Her distinguished sitters include: Haida broadcaster and sculptor Bill Reid, teacher and arts lover Trudi Le Caine, the former CEO of the SNC Group, engineer Camille Dagenais, musician and teacher Jean Coulthard, and curator, critic and writer Doris Shadbolt. (At one end of the gallery, the staff (or Grey?) has thoughtfully provided transcripts of the anecdotes as well.)
Using the device of two portraits of each sitter is an intriguing one, recalling as it did for me, stereoscopic photography. Popular in the 19th century, in that medium, two small almost identical photographs were presented side by side, with the only difference being a slight shift in point of view (The images were taken by cameras with twin lenses.). Looking through the viewer (or stereograph) required to see these images literally meant a third composite image was seen by the viewer, one with greater depth and clarity, that gave the illusion of looking out at the scene itself - not a photographic reproduction. It was an image thought to be closer to reality through the virtue of this optical illusion. The irony is that this third image never existed in real time and space but only in the mind and imagination of the viewer.
Similarly looking at Grey's portraits of older, mostly well-known accomplished Canadians, there's a sense that there's another truth concealed somewhere, hidden perhaps between the two. But unlike viewing stereoscopic photographs, there is no device required for viewing and yet the third image also is constructed in the mind of the viewer.

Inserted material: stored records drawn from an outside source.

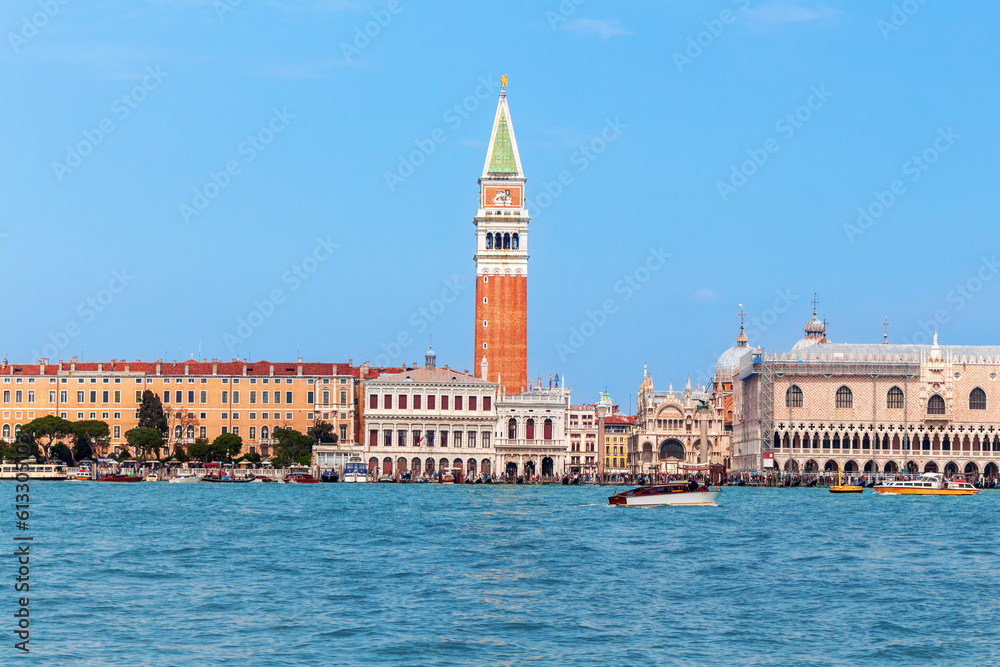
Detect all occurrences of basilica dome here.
[715,325,750,375]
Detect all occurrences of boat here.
[285,472,319,484]
[201,475,253,484]
[0,461,69,482]
[97,475,145,483]
[342,456,368,484]
[830,470,865,493]
[608,480,722,507]
[875,472,979,496]
[170,470,205,484]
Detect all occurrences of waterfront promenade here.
[15,483,1000,665]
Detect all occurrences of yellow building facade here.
[0,359,378,457]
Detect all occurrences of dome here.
[715,343,750,375]
[715,324,750,375]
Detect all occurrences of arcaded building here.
[733,312,1000,478]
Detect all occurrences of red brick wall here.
[473,276,528,394]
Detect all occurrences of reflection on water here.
[13,483,1000,665]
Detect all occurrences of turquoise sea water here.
[7,482,1000,665]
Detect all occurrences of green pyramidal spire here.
[489,110,517,174]
[483,82,524,178]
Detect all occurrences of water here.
[7,482,1000,665]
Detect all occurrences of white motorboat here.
[875,472,979,496]
[0,461,69,482]
[608,480,722,507]
[341,456,368,484]
[170,470,205,484]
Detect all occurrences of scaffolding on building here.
[734,350,922,470]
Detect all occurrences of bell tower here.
[473,75,530,394]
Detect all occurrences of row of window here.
[785,384,986,415]
[3,389,347,405]
[368,394,492,412]
[507,417,552,440]
[368,428,490,448]
[774,433,1000,452]
[486,232,521,250]
[3,376,347,384]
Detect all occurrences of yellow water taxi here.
[830,470,865,493]
[875,472,979,496]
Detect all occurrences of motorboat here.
[97,475,145,483]
[170,470,205,484]
[342,456,368,484]
[608,480,722,507]
[0,461,69,482]
[875,472,979,496]
[285,472,319,484]
[830,470,865,493]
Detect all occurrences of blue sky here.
[0,0,1000,408]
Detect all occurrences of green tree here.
[125,426,163,461]
[273,428,313,466]
[73,419,111,461]
[309,419,337,445]
[21,415,73,459]
[188,438,212,462]
[52,442,76,465]
[212,433,243,461]
[139,389,168,435]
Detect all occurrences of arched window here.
[837,385,854,408]
[969,387,986,410]
[885,387,903,410]
[785,384,802,408]
[660,439,684,460]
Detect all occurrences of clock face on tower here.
[481,185,521,208]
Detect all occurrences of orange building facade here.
[473,79,530,394]
[0,359,398,457]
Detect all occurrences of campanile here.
[473,75,529,394]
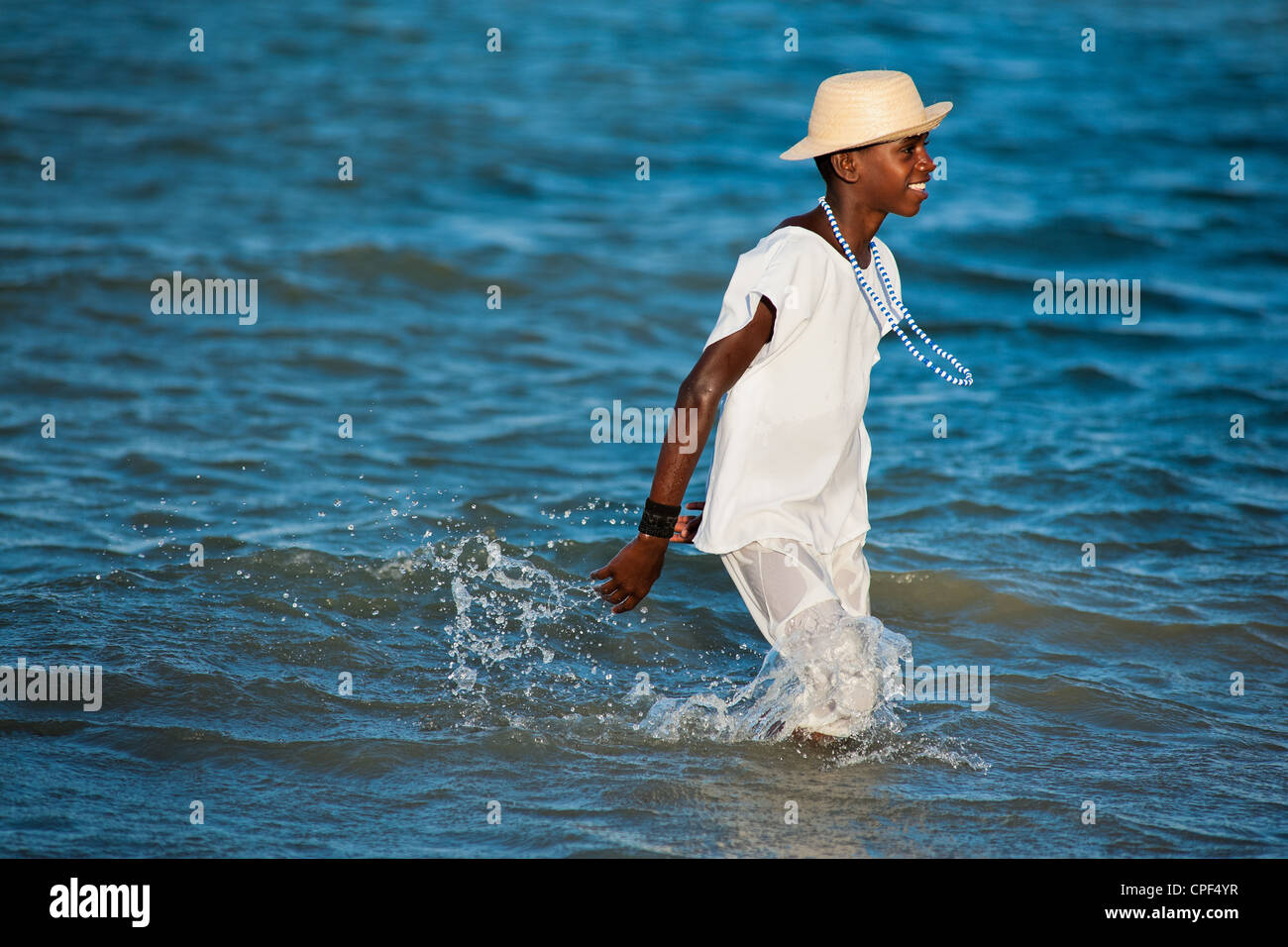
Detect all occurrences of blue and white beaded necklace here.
[818,196,975,385]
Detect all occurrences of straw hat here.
[778,69,953,161]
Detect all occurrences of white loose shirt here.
[693,226,901,554]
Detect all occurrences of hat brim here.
[778,102,953,161]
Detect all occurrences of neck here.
[818,187,886,259]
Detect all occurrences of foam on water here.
[640,601,912,741]
[417,535,987,770]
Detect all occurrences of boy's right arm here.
[590,296,776,613]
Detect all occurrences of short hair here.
[814,155,836,184]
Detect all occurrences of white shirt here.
[693,226,901,554]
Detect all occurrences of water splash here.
[639,600,912,741]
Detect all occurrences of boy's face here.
[832,132,935,217]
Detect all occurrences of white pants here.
[720,533,872,647]
[720,533,886,737]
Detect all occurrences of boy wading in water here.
[590,69,952,742]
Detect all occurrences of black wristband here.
[640,497,680,539]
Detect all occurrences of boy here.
[590,69,952,741]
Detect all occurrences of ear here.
[831,150,860,184]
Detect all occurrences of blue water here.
[0,0,1288,857]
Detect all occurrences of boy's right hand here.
[590,533,670,614]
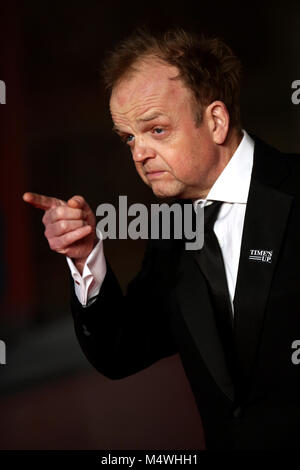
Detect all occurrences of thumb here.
[67,196,86,209]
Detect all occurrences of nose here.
[132,139,155,162]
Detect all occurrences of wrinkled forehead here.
[110,59,188,115]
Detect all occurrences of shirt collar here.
[193,129,254,207]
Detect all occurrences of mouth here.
[146,170,165,180]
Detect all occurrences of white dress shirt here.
[67,130,254,311]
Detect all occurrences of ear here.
[205,101,230,145]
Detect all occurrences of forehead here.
[110,59,190,119]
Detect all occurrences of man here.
[24,30,300,450]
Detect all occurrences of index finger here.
[23,193,65,210]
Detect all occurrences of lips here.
[146,170,165,179]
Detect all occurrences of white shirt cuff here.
[66,237,106,306]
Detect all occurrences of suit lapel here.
[176,244,234,400]
[175,200,234,401]
[172,139,293,400]
[234,142,293,381]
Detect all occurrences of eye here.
[121,134,134,144]
[153,127,164,134]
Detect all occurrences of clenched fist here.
[23,193,98,273]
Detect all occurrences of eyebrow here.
[112,113,163,134]
[138,113,163,122]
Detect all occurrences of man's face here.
[110,58,218,198]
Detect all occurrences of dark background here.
[0,0,300,449]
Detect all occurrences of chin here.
[151,184,183,198]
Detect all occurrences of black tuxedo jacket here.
[71,135,300,449]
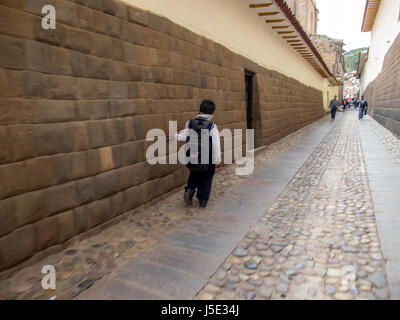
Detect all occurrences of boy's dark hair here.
[200,100,215,114]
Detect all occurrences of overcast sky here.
[315,0,371,51]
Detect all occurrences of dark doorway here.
[245,70,254,129]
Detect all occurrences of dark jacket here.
[329,99,339,110]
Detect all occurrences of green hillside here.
[344,48,367,72]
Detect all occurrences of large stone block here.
[63,27,95,54]
[149,13,173,35]
[91,33,113,59]
[123,42,137,63]
[99,147,114,171]
[51,153,73,184]
[93,170,119,199]
[0,35,26,69]
[87,198,111,228]
[0,198,17,237]
[76,3,91,30]
[108,62,131,82]
[75,178,96,205]
[85,56,110,80]
[55,0,82,27]
[0,226,35,270]
[85,149,101,176]
[73,206,90,234]
[23,72,48,98]
[108,81,128,99]
[76,100,109,120]
[47,47,72,76]
[70,121,90,151]
[7,125,36,161]
[0,6,35,39]
[0,162,27,199]
[14,190,46,227]
[34,216,60,251]
[35,123,75,155]
[44,182,78,216]
[70,52,87,77]
[56,211,75,243]
[0,126,12,164]
[25,157,56,190]
[110,192,125,218]
[78,79,110,99]
[46,76,79,100]
[32,17,66,46]
[124,186,143,211]
[112,142,138,168]
[102,0,127,20]
[91,11,107,34]
[128,6,149,26]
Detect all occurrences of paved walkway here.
[0,112,400,299]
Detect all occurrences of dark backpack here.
[186,118,214,172]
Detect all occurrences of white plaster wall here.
[361,0,400,92]
[123,0,323,90]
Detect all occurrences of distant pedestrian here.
[329,96,339,120]
[357,96,368,120]
[172,100,221,208]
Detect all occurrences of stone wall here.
[0,0,324,276]
[364,34,400,137]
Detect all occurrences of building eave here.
[249,0,334,79]
[361,0,381,32]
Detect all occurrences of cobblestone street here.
[0,112,400,300]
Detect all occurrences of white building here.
[360,0,400,94]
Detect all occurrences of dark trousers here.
[185,164,215,201]
[358,107,365,119]
[331,108,336,119]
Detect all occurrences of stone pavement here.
[0,112,400,299]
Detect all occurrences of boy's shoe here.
[183,189,194,205]
[199,200,207,208]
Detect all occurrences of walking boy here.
[357,96,368,120]
[329,96,339,120]
[175,100,221,208]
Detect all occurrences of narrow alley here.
[0,111,400,300]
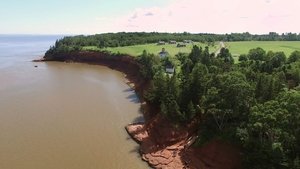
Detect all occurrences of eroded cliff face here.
[40,51,240,169]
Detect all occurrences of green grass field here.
[83,41,300,61]
[83,42,219,56]
[225,41,300,57]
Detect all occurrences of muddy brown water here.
[0,35,149,169]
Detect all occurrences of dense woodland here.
[48,33,300,169]
[138,46,300,169]
[48,32,300,53]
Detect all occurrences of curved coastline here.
[34,51,239,169]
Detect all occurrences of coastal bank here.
[38,51,240,169]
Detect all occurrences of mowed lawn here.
[225,41,300,57]
[83,42,219,56]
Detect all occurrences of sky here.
[0,0,300,34]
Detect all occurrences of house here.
[177,43,186,48]
[166,65,175,74]
[158,48,169,59]
[183,40,193,43]
[157,41,166,45]
[169,40,177,44]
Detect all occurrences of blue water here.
[0,35,63,70]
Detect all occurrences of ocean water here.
[0,35,148,169]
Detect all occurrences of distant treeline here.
[45,32,300,55]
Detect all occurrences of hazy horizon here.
[0,0,300,35]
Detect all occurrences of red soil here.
[36,52,241,169]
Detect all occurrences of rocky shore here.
[36,51,240,169]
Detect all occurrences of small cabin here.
[166,65,175,74]
[158,48,169,59]
[169,40,177,44]
[183,40,193,43]
[157,41,166,45]
[177,43,186,48]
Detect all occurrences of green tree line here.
[141,46,300,169]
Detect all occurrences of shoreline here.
[33,51,240,169]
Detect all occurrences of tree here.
[248,48,266,61]
[288,51,300,63]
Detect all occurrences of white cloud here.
[94,0,300,33]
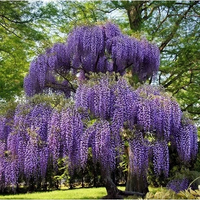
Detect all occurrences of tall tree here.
[0,1,60,100]
[21,23,197,198]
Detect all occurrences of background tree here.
[0,23,197,198]
[0,1,61,100]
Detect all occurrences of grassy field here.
[0,187,165,199]
[0,187,109,199]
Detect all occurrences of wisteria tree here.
[0,23,197,198]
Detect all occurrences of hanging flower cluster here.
[0,74,197,190]
[24,23,160,97]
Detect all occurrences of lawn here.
[0,187,168,199]
[0,187,109,199]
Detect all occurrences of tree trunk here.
[126,1,144,31]
[126,147,149,195]
[101,169,145,199]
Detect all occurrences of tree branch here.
[159,1,198,52]
[0,22,22,39]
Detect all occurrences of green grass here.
[0,187,106,199]
[0,187,161,199]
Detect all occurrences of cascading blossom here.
[0,23,198,195]
[24,23,160,97]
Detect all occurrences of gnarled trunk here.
[125,147,149,195]
[126,165,149,195]
[101,169,145,199]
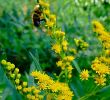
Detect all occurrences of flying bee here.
[32,5,45,27]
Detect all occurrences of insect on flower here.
[32,5,45,27]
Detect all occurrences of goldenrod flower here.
[43,9,50,16]
[1,59,7,65]
[52,44,61,53]
[14,68,19,74]
[23,82,27,87]
[46,20,54,27]
[15,79,20,84]
[39,0,50,8]
[64,56,74,62]
[17,85,22,91]
[80,69,89,80]
[56,61,63,67]
[95,77,106,86]
[92,20,105,32]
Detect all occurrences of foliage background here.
[0,0,110,100]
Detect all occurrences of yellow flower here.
[16,73,21,79]
[55,30,65,37]
[10,74,15,79]
[92,20,105,32]
[15,79,20,84]
[67,65,73,71]
[56,61,63,67]
[23,88,28,93]
[39,0,50,8]
[52,44,61,53]
[46,20,54,27]
[43,9,50,15]
[49,14,56,22]
[14,68,19,74]
[17,85,22,91]
[95,77,106,86]
[64,56,74,62]
[27,94,32,100]
[80,69,89,80]
[23,82,27,87]
[1,59,7,65]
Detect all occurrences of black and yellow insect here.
[32,5,44,27]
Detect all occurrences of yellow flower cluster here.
[74,38,89,50]
[1,60,22,86]
[31,71,73,100]
[1,60,43,100]
[56,56,74,78]
[91,21,110,85]
[38,0,75,78]
[80,69,89,80]
[92,21,110,49]
[38,0,56,29]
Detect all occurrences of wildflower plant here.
[1,0,110,100]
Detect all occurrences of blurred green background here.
[0,0,110,100]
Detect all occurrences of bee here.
[32,5,44,27]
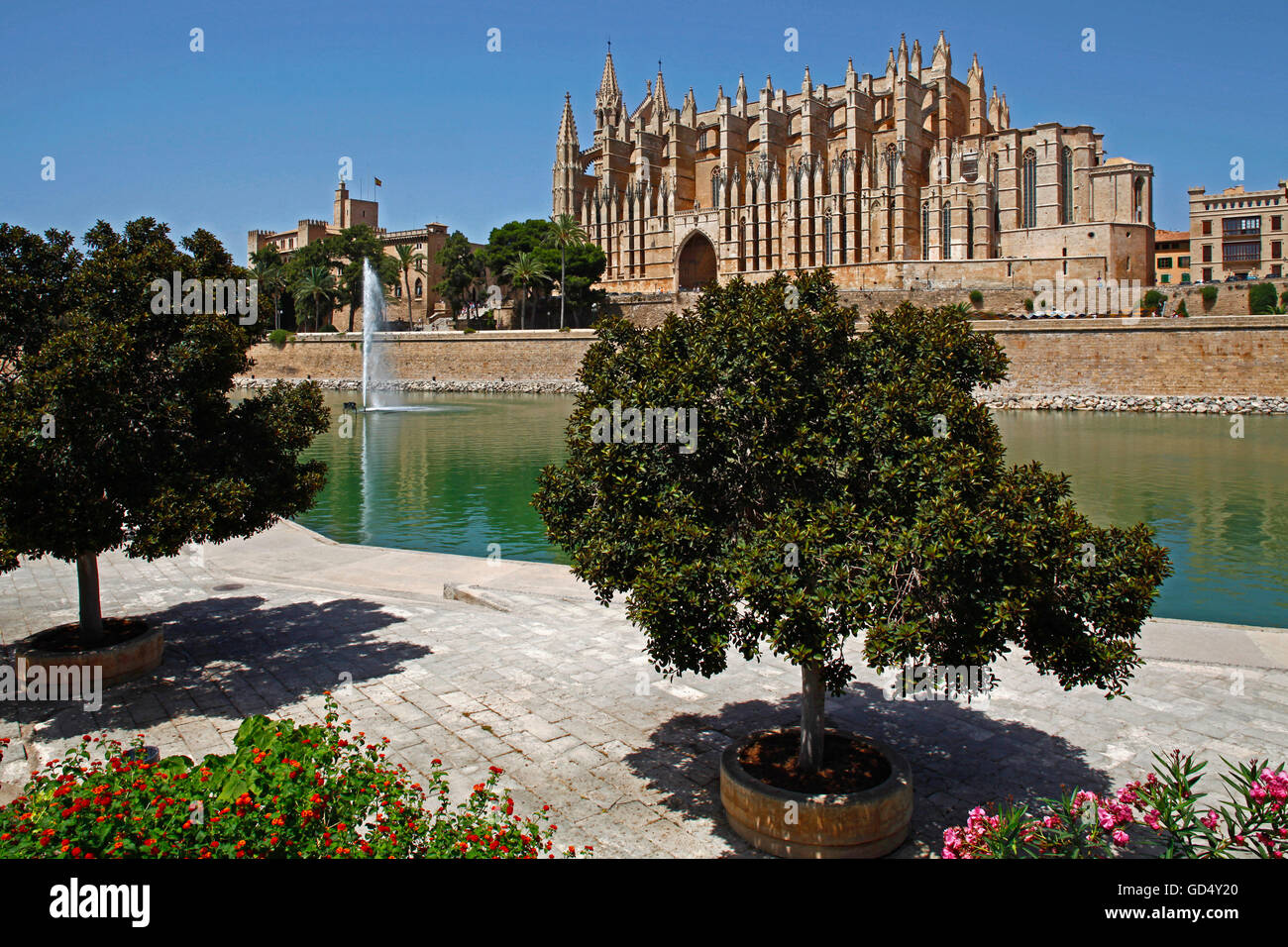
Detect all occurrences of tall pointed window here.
[1020,149,1038,228]
[1060,145,1073,224]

The black and white portraits seem to be much more satisfying, as another visitor to the gallery suggested to me. Even though Grey uses some blue turquoise and green in their shadows, the hues of the full-colour images tend to be too great a distraction when viewed alone. Areas of them occasionally wander off towards the garish spots on the colour wheel and do little for the faces of Grey's esteemed sitters.
The two portraits of Fulgence Charpentier, make a tantalizing example. First, there's the extraordinary story of Mr. Charpentier. A mere glimpse of what we are told is the following fact: a former journalist for Le Droit, he stopped writing his column, something he began after his retirement, only at the age of 101! In the colour portrait, he appears warm with a smile partially formed across his features, whereas in the black and white portrait it's as if he's confronted with some horrific or shocking sight.
The faces Grey draws from life are like maps to the sitter's past and where they were at the time Grey drew them, the recorded anecdotes adding another facet to the sitter's story and character. Grey uses her sitters' age and venerability to splash cold water into the face of our youth obsessed goal-driven culture, underscoring the value of a live well lived—life experienced.
A Classic (and affordable) Collectable....
There still may be time to pick up the Nazi Art Gallery Shocker!!!! Frank Exclusive! edition of Frank Magazine (January 24, 2001). It's a four-page spoof of the latest installment of the Keystone cops saga unraveling at the National Gallery (NG). Frank's shortcomings aside, the spoof of the NG's new web site seeking to find the original owners of art possibly stolen by the Nazis and later picked up by the NG truly is quite inspired. Even the paintings get a makeover!
I humbly suggest we all need a little irreverence in our lives (especially in Ottawa). If the folk at Frank can light a few fires under the bottom of a certain NG personage or personages, dogging us weary NG-bill footing working stiffs who care about art, and make us laugh, I for one raise a pint to them!